普段はあまり着る機会がありませんが、日本文化が色濃く残る京都に来たら着物で観光するのもおすすめです。
しかし、洋服に比べて堅苦しい感じがすることや、歩くだけでも疲れそうで観光を楽しめないのでは、と思っている人も多いのではないでしょうか。
ところが、ちょっとした着方の工夫と歩き方のコツさえつかめば着物でも疲れることなく観光を楽しむことができます。

□楽に着るポイントとは

実は、楽に着るためのポイントはひもと帯を締める位置と締め付けの強さにあります。
着崩れを防ぐために腰ひもなどをつい強く締めてしまいがちですが、日常着ている洋服とは違う部分を締め付けられるので慣れないことや、強く締め付けられて気分が悪くなることが疲れのほとんどの原因です。

着付けをする場合、締めるときに胸のすぐ下を締めると苦しくなってしまうので、胸よりもやや下の位置に帯を当て、帯の上の部分は締めながらも指を入れて少し隙間を作るようにして、帯の下の線を意識するように締めることがポイントです。
ひもについても「ぎゅっ」と締めるのではなく「じわじわ」とゆっくり締めるようにするだけで疲れ方も大きく違ってきます。

□良い姿勢も大切

また、良い姿勢を保つことも大切です。
現代人に多い特徴として「猫背」がありますが、着付けてもらうときには背筋を伸ばして行うものの、着付けてもらった後に猫背になってしまうと息苦しくなり疲労してしまいます。
そのため、疲れた、と思ったら姿勢を正してみると、苦しさや疲れがスッととれてしまうことがあるので覚えておくと役立ちます。

□歩き方も大切

歩き方も大きなポイントです。
普段履いている一般的な靴は、かかとからしっかりと地面を踏みしめるような歩き方ですが、着物は草履を履くこととなるので、いつもの靴と同じように歩いてしまうと足が痛くなってしまいます。

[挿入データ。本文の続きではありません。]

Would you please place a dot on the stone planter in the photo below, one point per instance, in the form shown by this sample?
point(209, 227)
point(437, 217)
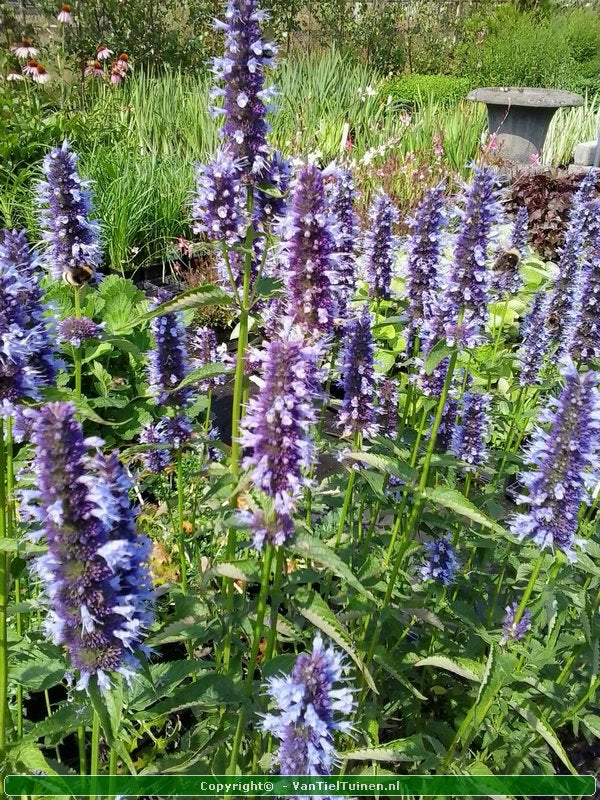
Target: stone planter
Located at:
point(519, 117)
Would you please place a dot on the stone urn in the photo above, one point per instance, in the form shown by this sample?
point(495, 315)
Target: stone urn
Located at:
point(519, 117)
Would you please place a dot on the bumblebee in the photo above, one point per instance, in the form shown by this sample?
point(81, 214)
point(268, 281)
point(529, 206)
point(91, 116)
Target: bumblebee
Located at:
point(78, 276)
point(507, 261)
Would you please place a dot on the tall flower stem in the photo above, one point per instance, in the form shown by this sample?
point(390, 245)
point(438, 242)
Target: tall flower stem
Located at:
point(260, 618)
point(236, 413)
point(417, 507)
point(4, 567)
point(77, 350)
point(180, 530)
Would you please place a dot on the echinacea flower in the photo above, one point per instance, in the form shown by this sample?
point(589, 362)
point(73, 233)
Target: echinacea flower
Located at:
point(276, 431)
point(515, 631)
point(70, 233)
point(358, 370)
point(441, 564)
point(94, 571)
point(168, 362)
point(380, 245)
point(94, 70)
point(241, 74)
point(25, 50)
point(76, 330)
point(103, 53)
point(565, 461)
point(65, 17)
point(308, 246)
point(312, 704)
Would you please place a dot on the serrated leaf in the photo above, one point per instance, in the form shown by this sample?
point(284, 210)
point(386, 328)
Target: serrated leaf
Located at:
point(197, 297)
point(455, 501)
point(313, 548)
point(531, 714)
point(208, 691)
point(470, 670)
point(315, 610)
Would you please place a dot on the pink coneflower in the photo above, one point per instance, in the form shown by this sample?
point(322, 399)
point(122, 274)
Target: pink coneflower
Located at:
point(42, 76)
point(103, 53)
point(25, 50)
point(94, 70)
point(65, 14)
point(31, 68)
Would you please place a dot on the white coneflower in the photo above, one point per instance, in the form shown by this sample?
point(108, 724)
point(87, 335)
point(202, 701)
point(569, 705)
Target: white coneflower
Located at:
point(103, 53)
point(25, 50)
point(65, 14)
point(42, 76)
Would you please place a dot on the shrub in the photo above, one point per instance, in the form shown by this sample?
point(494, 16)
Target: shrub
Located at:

草履での歩き方は、足首を返しすぎないようにして前に蹴り出すイメージで、小さ目の歩幅で草履を引きずるように足の指の付け根から地面に着くような感じで歩くことがコツです。
そして、草履を選ぶときも、底が薄めで鼻緒と底が柔らかい素材のものを選ぶようにすると、足の痛みを軽減して疲れにくくなります。
心持ち内股気味に「八の字」を書くような感じで歩くと立ち姿も美しく見えます。

□最後に

最後にもうひとつ、歩きやすくするためのポイントとして「裾割り」があります。
着付けの後に足を肩幅に開き、裾を左右に開くように膝を軽く数回まげておくと、裾周りの窮屈さが緩和されて歩きやすくなります。
このようにちょっとした工夫とポイントを押さえておくだけで観光を楽しむことができますので、レンタル着物で京都の町を散策してみてはいかがでしょうか。